Seoul, South Korea
I’ve had such a strange path this last month: gritty, sweaty Cambodia to modern, cold Australia, the bright-lights-big-city atmosphere of Korea to the mosaic of culture that is Singapore. I’ve only been here for a day and a half now but already I can see what a mix of its surrounding nations it is; walking around Little India I could swear I really was in India (albeit a much cleaner one), with its multitude of curry restaurants, shops selling bindis, bangles, and kohl, and women draped in colourful saris. And yet last night, in the Singapore Flyer overlooking the city, I could swear I was in a city like Hong Kong, with its brightly lit waterfront, slick buildings, and wide highways. Tonight, I will head to Chinatown, for a dose of yet another of Singapore’s many faces, and after that, I will head to Raffles Hotel, the birthplace of the Singapore Sling.
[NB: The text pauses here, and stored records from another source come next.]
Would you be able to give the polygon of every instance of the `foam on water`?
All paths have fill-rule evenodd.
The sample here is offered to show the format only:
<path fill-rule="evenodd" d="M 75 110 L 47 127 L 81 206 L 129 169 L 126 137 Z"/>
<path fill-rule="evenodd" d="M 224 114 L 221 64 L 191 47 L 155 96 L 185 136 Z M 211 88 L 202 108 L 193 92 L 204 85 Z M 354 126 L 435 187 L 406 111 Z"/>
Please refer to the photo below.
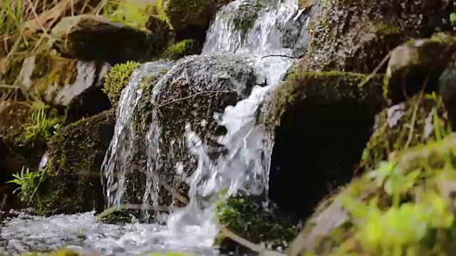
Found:
<path fill-rule="evenodd" d="M 187 250 L 198 255 L 217 255 L 212 247 L 217 233 L 214 208 L 221 192 L 227 191 L 224 195 L 229 196 L 239 190 L 256 194 L 267 191 L 273 144 L 264 137 L 263 127 L 261 123 L 257 124 L 256 117 L 265 97 L 279 84 L 293 60 L 263 57 L 293 55 L 306 43 L 303 39 L 306 20 L 299 9 L 297 0 L 265 1 L 266 4 L 252 9 L 254 2 L 237 0 L 223 7 L 209 29 L 202 54 L 248 55 L 249 59 L 254 60 L 253 65 L 259 74 L 258 80 L 266 80 L 267 86 L 255 86 L 245 100 L 227 107 L 223 113 L 207 117 L 215 118 L 227 131 L 217 142 L 228 153 L 217 161 L 209 159 L 204 142 L 187 126 L 182 136 L 187 149 L 198 160 L 197 168 L 193 170 L 189 181 L 190 204 L 183 210 L 172 213 L 166 226 L 97 223 L 93 213 L 50 218 L 23 215 L 9 221 L 4 228 L 2 235 L 9 240 L 9 250 L 48 250 L 70 245 L 78 250 L 115 255 L 173 250 Z M 239 29 L 239 21 L 247 18 L 252 21 L 249 27 L 244 26 Z M 114 137 L 102 167 L 110 206 L 120 205 L 124 200 L 125 175 L 131 167 L 128 160 L 135 154 L 132 144 L 135 132 L 133 113 L 143 92 L 139 83 L 154 68 L 165 65 L 169 63 L 142 65 L 133 73 L 120 96 Z M 156 85 L 160 82 L 162 78 Z M 160 88 L 154 87 L 152 98 Z M 142 152 L 147 155 L 146 191 L 142 200 L 145 206 L 157 203 L 156 174 L 160 167 L 157 161 L 160 154 L 160 125 L 156 117 L 152 117 L 147 135 L 143 138 L 148 149 L 147 152 Z M 182 169 L 182 166 L 177 169 L 180 173 L 183 172 Z"/>

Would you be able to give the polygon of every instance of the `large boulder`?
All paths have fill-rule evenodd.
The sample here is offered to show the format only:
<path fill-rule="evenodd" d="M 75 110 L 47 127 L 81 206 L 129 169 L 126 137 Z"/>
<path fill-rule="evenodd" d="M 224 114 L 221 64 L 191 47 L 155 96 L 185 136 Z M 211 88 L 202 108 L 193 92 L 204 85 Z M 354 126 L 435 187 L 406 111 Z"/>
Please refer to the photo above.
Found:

Perhaps a more responsible backpacker than myself would consider forking out S$25 to be a complete waste of money for a common drink, but it’s one of those things, you know, one of those things you talk about years down the line when someone orders a Singapore Sling in a little bar in Canada or Thailand or Brazil or wherever and you say, “You know, once I had a Singapore Sling at Raffles Hotel in Singapore, the drink’s birthplace.”
I love those things. I live for those things.